Si le quedaba un rato libre desde el final de la consulta y la hora de la cena, lo aprovechaba siempre para escribir con la misma asombrosa rapidez con que redactó el obituario de Benito Pérez Galdós por encargo de su suegro Miguel Moya, director de «El Liberal», la misma noche del 4 de enero de 1920 en que falleció el autor de los «Episodios Nacionales». Don Gregorio tomó la pluma y allí mismo, entre el rumor de las conversaciones y el humo de los cigarros, lacerado aún por el dolor de haber visto morir a su paciente y amigo de la infancia, compuso uno de los más bellos artículos de su vida, publicado al día siguiente en el periódico.

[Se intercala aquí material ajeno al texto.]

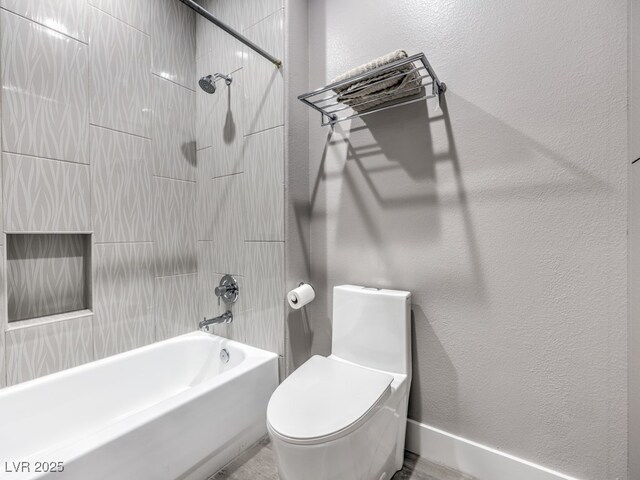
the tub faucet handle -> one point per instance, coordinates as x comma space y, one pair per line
227, 290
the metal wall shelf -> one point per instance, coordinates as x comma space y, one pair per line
415, 71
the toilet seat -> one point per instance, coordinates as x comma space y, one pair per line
325, 399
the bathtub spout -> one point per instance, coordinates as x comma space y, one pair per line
226, 317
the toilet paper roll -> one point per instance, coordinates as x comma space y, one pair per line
301, 296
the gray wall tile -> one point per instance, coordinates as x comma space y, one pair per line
121, 186
45, 195
174, 142
65, 16
123, 297
205, 29
264, 185
264, 327
120, 83
175, 227
46, 275
3, 319
176, 306
44, 91
221, 220
44, 349
174, 42
134, 13
264, 94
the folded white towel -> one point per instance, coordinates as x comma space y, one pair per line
366, 94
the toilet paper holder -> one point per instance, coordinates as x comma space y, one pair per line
299, 297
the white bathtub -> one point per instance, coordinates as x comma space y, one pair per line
171, 410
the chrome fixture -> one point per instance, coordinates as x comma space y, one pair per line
227, 290
224, 355
201, 11
226, 317
325, 99
208, 83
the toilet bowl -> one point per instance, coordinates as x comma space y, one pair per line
343, 417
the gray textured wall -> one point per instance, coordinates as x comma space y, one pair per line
504, 214
634, 242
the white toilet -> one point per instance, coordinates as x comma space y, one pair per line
343, 417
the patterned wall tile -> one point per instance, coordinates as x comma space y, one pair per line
123, 297
65, 16
264, 325
43, 195
221, 220
264, 94
176, 306
242, 14
44, 91
264, 185
3, 319
135, 13
46, 275
121, 167
174, 42
220, 125
43, 349
174, 142
205, 29
120, 84
253, 11
175, 249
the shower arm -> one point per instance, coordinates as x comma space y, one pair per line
201, 11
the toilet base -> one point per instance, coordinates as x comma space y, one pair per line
375, 451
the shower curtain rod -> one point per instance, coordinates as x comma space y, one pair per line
198, 9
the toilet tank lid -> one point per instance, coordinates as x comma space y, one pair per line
325, 397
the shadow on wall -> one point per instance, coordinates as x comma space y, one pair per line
433, 368
384, 203
229, 129
188, 151
385, 189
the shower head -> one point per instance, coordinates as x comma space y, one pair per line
208, 83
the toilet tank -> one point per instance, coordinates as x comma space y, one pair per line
372, 327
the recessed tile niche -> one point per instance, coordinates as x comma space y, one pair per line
47, 274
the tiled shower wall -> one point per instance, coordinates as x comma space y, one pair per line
98, 137
241, 170
105, 132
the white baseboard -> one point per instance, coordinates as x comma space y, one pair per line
483, 463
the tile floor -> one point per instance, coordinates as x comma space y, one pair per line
257, 463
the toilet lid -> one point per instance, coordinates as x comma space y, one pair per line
323, 397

Nada más leerlo, Miguel Moya reconoció atónito que incluso Blasco Ibáñez, el más rápido de los escritores de entonces, hubiese necesitado una tarde entera y la compañía de cinco habanos para conseguir lo que Marañón acababa de redactar en un momento. Toda su obra literaria la llevó a cabo en horas perdidas, aprovechando también los viajes, cuando no tenía consulta ni hospital.
CINCO HORAS DE SUEÑO
¿Cuándo leía Marañón, el médico por excelencia del siglo veinte? ¿Cuándo devoraba las ingentes cantidades de libros que le procuraron una cultura tan vasta y enciclopédica? Por increíble que parezca, el doctor leía por la noche, en la cama. Solía empezar a las once y no apagaba la luz antes de la dos de la madrugada, para estar de nuevo en pie a las siete. Así, un día tras otro, durante más de cuarenta años consecutivos. Dormía tan solo cinco horas al día y aseguraba que era tiempo más que de sobra para estar en plena forma a la jornada siguiente, al menos en su caso. Decía también a sus pacientes que el mejor somnífero no eran los medicamentos que él les recetaba tantas veces, sino el trabajo intenso y fatigoso que le hacía dormir profundamente, igual que un niño, para seguir al pie del cañón al día siguiente.